Yes, definitely. A single worker instance can handle an arbitrary number of concurrent requests.

Without seeing example code, I couldn’t say precisely whether or not your current code is unsafe, but it does sound like it. Generally the only things that make sense to store in the global scope are immutable configuration data that is generic to all requests, or logging/telemetry data that is being batched before being sent out to some logging server.

Even if you were to distinguish between different requests’s data, e.g. with a global map, the worker’s memory usage would become a function of the number of requests it has seen, ultimately leading to eviction, which would increase the likelihood of a cold start later.

If you need to cache content specific to a request / session / user, consider storing it in Workers KV or the Cache API (depending on your durability needs) under a key unique to that request / session / user.

3 Likes

That’s what I was thinking, @harris, thank you!

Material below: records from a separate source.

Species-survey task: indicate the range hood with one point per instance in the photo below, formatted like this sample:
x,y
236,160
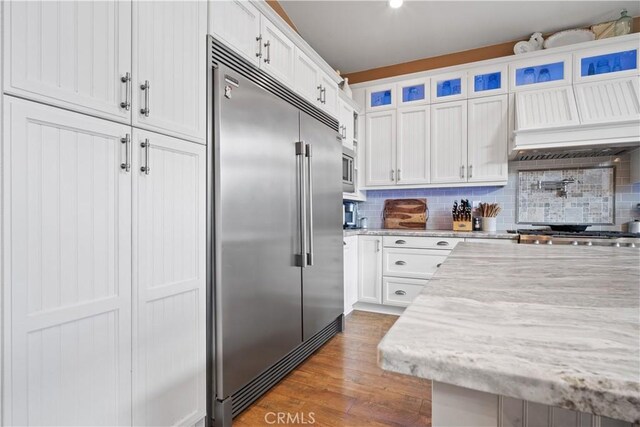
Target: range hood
x,y
584,120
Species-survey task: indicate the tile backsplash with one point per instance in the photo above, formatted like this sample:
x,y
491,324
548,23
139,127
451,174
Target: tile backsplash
x,y
439,200
587,198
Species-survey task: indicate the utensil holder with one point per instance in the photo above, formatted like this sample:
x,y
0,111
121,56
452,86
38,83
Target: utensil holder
x,y
462,226
489,223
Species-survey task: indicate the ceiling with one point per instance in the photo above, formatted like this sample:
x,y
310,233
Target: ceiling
x,y
360,35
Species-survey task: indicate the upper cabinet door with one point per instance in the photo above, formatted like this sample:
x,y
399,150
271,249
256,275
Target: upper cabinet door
x,y
487,133
72,54
169,309
413,92
449,87
449,142
413,150
67,267
345,119
380,150
606,63
307,77
540,72
381,97
237,23
328,94
278,53
488,81
169,67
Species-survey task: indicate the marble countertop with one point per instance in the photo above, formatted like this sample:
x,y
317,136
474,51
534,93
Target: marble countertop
x,y
557,325
430,233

It looks like there isn’t something inherently provided in the event that is delivered from the fetch eventListener that would be a unique key for a request; or a unique key type within the Workers KV api; is there a best practice for developing a unique key other than “generate a UUID using the many way that are available”?

@warmstrong, if you’re able to read a unique session cookie from the request, that would probably do it. It’s a bit outside of my realm of expertise though, so I’m hesitant to endorse a particular strategy. Hopefully others might have some ideas.

1 Like

Thanks, @harris, just making sure I hadn’t missed something in the docs!

I came here with a similar question except the problem I see with storing stuff in Worker KV keys is that I expect multiple simultaneous requests at the same datacenter which means that request 2 will come in before request 1 has a chance to store anything in a key. Therefore simultaneous requests will have no idea that request 1 is already doing the work.

It is a classic concurrency problem that requires a semaphore but there is no concurrency protections such as semaphores in Workers is there? Is there any solution to this?